Five Reasons Not to Board and Train

I’ll point something basic out right off the bat. You’ve probably heard it hundreds of times before, but your dog is not human. Too many dog owners make the mistake of thinking that their dog sees the world in the same way they do: He doesn’t.

Dogs learn differently than humans. Specifically, they are very context focused. What I mean by this is that if you teach your dog to sit on your command in the kitchen, he won’t necessarily follow the same command when you’re in the park. You haven’t taught him to. Your dog learned to respond to your instruction in the kitchen, not anywhere else. So, until you start to show your dog that you expect him to sit on command in additional settings, he simply won’t understand what’s expected of him.

 Many people try to address the issues they are experiencing with their dogs by sending them away for training with a dog behavior expert. This approach is fundamentally flawed.

Similarly, if you have been the only person to issue commands to your dog, he has associations with you, but not necessarily anyone else. So what does all this mean for aggressive dogs?

If your dog behaves aggressively toward you or members of your family, it is highly likely that he is exhibiting a form of dominance aggression. This simply means that there is a problem between the dog and the person he is behaving aggressively toward. You need to solve this problem as quickly as possible.

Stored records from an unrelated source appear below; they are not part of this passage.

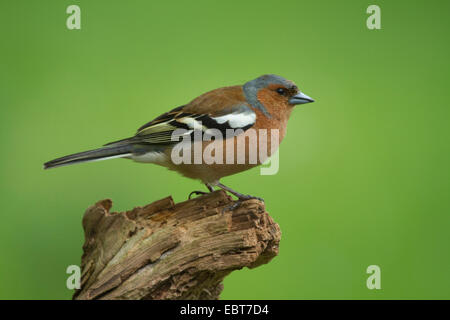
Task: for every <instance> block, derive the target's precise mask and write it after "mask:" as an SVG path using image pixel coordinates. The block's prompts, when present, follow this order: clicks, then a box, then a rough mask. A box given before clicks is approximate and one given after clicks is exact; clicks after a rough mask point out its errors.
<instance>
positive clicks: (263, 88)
mask: <svg viewBox="0 0 450 320" xmlns="http://www.w3.org/2000/svg"><path fill="white" fill-rule="evenodd" d="M243 90H244V94H245V97H246V99H247V101H248V102H249V103H250V104H251V105H252V106H253V107H255V108H257V109H259V110H260V111H262V112H263V113H264V114H266V115H267V114H270V113H271V112H270V110H267V109H268V108H269V109H270V108H271V107H275V109H280V108H288V109H291V108H292V107H294V106H295V105H297V104H304V103H309V102H314V99H312V98H310V97H308V96H307V95H306V94H304V93H302V92H301V91H300V90H299V89H298V87H297V85H296V84H295V83H294V82H292V81H290V80H287V79H285V78H283V77H280V76H277V75H274V74H266V75H263V76H261V77H258V78H256V79H254V80H252V81H249V82H247V83H246V84H244V86H243ZM278 111H281V110H278Z"/></svg>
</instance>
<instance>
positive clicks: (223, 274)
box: [73, 191, 281, 300]
mask: <svg viewBox="0 0 450 320" xmlns="http://www.w3.org/2000/svg"><path fill="white" fill-rule="evenodd" d="M111 207H112V202H111V200H102V201H99V202H98V203H96V204H95V205H93V206H91V207H90V208H88V209H87V211H86V213H85V215H84V218H83V228H84V232H85V243H84V245H83V251H84V253H83V256H82V263H81V270H82V276H81V288H80V289H79V290H77V291H76V292H75V294H74V297H73V298H74V299H87V300H91V299H218V298H219V295H220V293H221V291H222V290H223V285H222V281H223V279H224V278H225V276H227V275H228V274H230V273H231V272H232V271H233V270H238V269H241V268H243V267H248V268H255V267H257V266H259V265H261V264H265V263H267V262H269V261H270V260H271V259H272V258H273V257H275V256H276V255H277V254H278V246H279V241H280V237H281V232H280V228H279V226H278V225H277V224H276V223H275V222H274V221H273V220H272V218H271V217H270V216H269V214H268V213H267V212H266V211H265V206H264V202H262V201H259V200H256V199H250V200H246V201H233V200H232V199H231V197H230V196H228V195H227V194H226V193H225V192H224V191H215V192H212V193H209V194H206V195H203V196H200V197H197V198H194V199H191V200H188V201H185V202H181V203H178V204H174V202H173V200H172V198H171V197H167V198H164V199H162V200H159V201H155V202H153V203H151V204H149V205H146V206H144V207H137V208H134V209H133V210H131V211H127V212H121V213H111V212H110V209H111Z"/></svg>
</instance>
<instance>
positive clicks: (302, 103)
mask: <svg viewBox="0 0 450 320" xmlns="http://www.w3.org/2000/svg"><path fill="white" fill-rule="evenodd" d="M310 102H314V99H313V98H311V97H308V96H307V95H306V94H304V93H301V92H299V93H297V94H296V95H295V96H293V97H291V98H290V99H289V103H290V104H304V103H310Z"/></svg>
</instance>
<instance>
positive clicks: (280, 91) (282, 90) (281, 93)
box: [277, 88, 286, 96]
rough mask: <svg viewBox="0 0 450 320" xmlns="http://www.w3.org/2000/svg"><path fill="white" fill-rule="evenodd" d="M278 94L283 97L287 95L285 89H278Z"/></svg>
mask: <svg viewBox="0 0 450 320" xmlns="http://www.w3.org/2000/svg"><path fill="white" fill-rule="evenodd" d="M277 92H278V94H280V95H282V96H283V95H284V94H285V93H286V91H285V90H284V89H283V88H278V89H277Z"/></svg>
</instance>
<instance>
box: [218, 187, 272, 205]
mask: <svg viewBox="0 0 450 320" xmlns="http://www.w3.org/2000/svg"><path fill="white" fill-rule="evenodd" d="M217 186H218V187H220V188H222V189H223V190H225V191H228V192H229V193H231V194H232V195H235V196H236V197H238V199H239V200H248V199H257V200H260V201H264V199H262V198H259V197H254V196H251V195H248V194H242V193H239V192H237V191H234V190H233V189H230V188H228V187H227V186H224V185H223V184H221V183H218V184H217Z"/></svg>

Many people try to address the issues they are experiencing with their dogs by sending them away for training with a dog behavior expert. This approach is fundamentally flawed. Here are five reasons why:

  1. As I described above, dogs are contextual learners. As such, if you send your dog for training outside the home, he may learn not to behave aggressively in the training setting; however, it is highly likely that his behavior will remain unchanged at home.
  2. Dealing with an aggressive dog can be a stressful experience. If your dog has exhibited aggression around you, it may take you quite some time to trust the dog again. As such, it won’t be enough for your trainer to simply tell you that your dog’s behavior has fundamentally transformed; you’ll need to witness that for yourself. Helping your dog to overcome his aggressive behaviors is a process that you need to engage in together. It’s not something one can do without the other.
  3. Dogs learn through associations. Your dog’s aggressive behavior at home may be part of a well-established routine. As soon as he returns home from his training experience, he’ll likely just return to old habits. To break these habits, you need to be inextricably linked with the dog’s rehabilitation process.
  4. Some dogs behave aggressively because they are scared, territorial, or seeking a position of dominance. The training approach that is appropriate for your dog will depend on the cause of the behavior. However, you and the home environment are standard features in all cases. For example, if your dog is territorial, training him to control his aggression anywhere else but in the home won’t make a bit of difference. Likewise, if your dog is aggressive because he’s seeking to dominate you, this is something you can’t work on if he is being trained solely by someone else.
  5. Training your dog is not something you achieve within a set period of time. It is an ongoing process, and you need to maintain good habits throughout. You need to know the steps the trainer has used to manage the behavior and need to practice them yourself on an ongoing basis. Otherwise, all the good training will gradually unravel, and you’ll find yourself back where you started.